With an ROE of 12.45%, MEDIACAP SA (WSE:MCP) outpaced its own industry which delivered a less exciting 11.26% over the past year. While the impressive ratio tells us that MCP has made significant profits from little equity capital, ROE doesn’t tell us if MCP has borrowed debt to make this happen. Today, we’ll take a closer look at some factors like financial leverage to see how sustainable MCP’s ROE is. Check out our latest analysis for MEDIACAP

What you must know about ROE

Firstly, Return on Equity, or ROE, is simply the percentage of last years’ earning against the book value of shareholders’ equity. An ROE of 12.45% implies PLN0.12 returned on every PLN1 invested. While a higher ROE is preferred in most cases, there are several other factors we should consider before drawing any conclusions.

Return on Equity = Net Profit ÷ Shareholders Equity

Returns are usually compared to costs to measure the efficiency of capital. MEDIACAP’s cost of equity is 8.67%. Given a positive discrepancy of 3.79% between return and cost, this indicates that MEDIACAP pays less for its capital than what it generates in return, which is a sign of capital efficiency. ROE can be dissected into three distinct ratios: net profit margin, asset turnover, and financial leverage. This is called the Dupont Formula:

Dupont Formula

ROE = profit margin × asset turnover × financial leverage

ROE = (annual net profit ÷ sales) × (sales ÷ assets) × (assets ÷ shareholders’ equity)

ROE = annual net profit ÷ shareholders’ equity

WSE:MCP Last Perf Apr 17th 18
WSE:MCP Last Perf Apr 17th 18

The first component is profit margin, which measures how much of sales is retained after the company pays for all its expenses. Asset turnover shows how much revenue MEDIACAP can generate with its current asset base. And finally, financial leverage is simply how much of assets are funded by equity, which exhibits how sustainable the company’s capital structure is. Since financial leverage can artificially inflate ROE, we need to look at how much debt MEDIACAP currently has. The debt-to-equity ratio currently stands at a low 11.74%, meaning the above-average ROE is due to its capacity to produce profit growth without a huge debt burden.

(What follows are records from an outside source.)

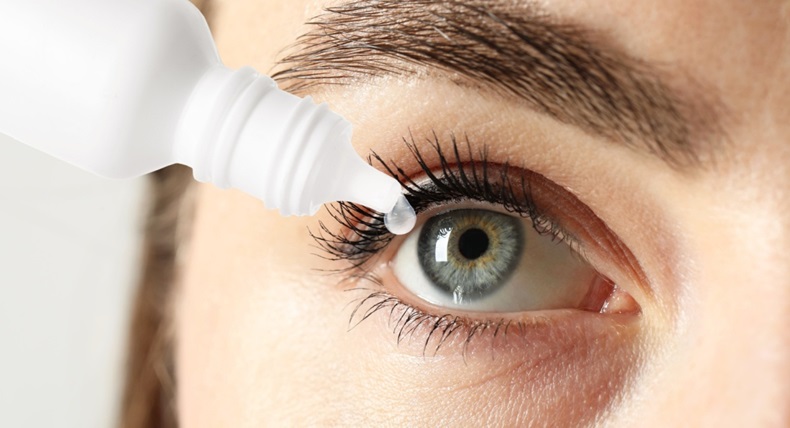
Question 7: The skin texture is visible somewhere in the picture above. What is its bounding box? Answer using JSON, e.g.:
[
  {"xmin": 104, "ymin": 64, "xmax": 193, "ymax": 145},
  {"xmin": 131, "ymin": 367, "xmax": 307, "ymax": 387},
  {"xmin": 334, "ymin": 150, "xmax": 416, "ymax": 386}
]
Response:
[{"xmin": 174, "ymin": 0, "xmax": 790, "ymax": 427}]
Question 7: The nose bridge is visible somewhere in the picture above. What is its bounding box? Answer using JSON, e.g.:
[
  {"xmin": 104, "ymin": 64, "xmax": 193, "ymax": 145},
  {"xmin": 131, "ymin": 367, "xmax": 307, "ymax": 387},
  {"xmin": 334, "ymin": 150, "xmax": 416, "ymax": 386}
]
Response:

WSE:MCP Historical Debt Apr 17th 18
WSE:MCP Historical Debt Apr 17th 18

Next Steps:

ROE is a simple yet informative ratio, illustrating the various components that each measure the quality of the overall stock. MEDIACAP exhibits a strong ROE against its peers, as well as sufficient returns to cover its cost of equity. Its high ROE is not likely to be driven by high debt. Therefore, investors may have more confidence in the sustainability of this level of returns going forward. Although ROE can be a useful metric, it is only a small part of diligent research.

For MEDIACAP, I’ve put together three fundamental aspects you should further research:

  1. Financial Health: Does it have a healthy balance sheet? Take a look at our free balance sheet analysis with six simple checks on key factors like leverage and risk.

  2. Future Earnings: How does MEDIACAP’s growth rate compare to its peers and the wider market? Dig deeper into the analyst consensus number for the upcoming years by interacting with our free analyst growth expectation chart.

  3. Other High-Growth Alternatives : Are there other high-growth stocks you could be holding instead of MEDIACAP? Explore our interactive list of stocks with large growth potential to get an idea of what else is out there you may be missing!


To help readers see pass the short term volatility of the financial market, we aim to bring you a long-term focused research analysis purely driven by fundamental data. Note that our analysis does not factor in the latest price sensitive company announcements.

The author is an independent contributor and at the time of publication had no position in the stocks mentioned.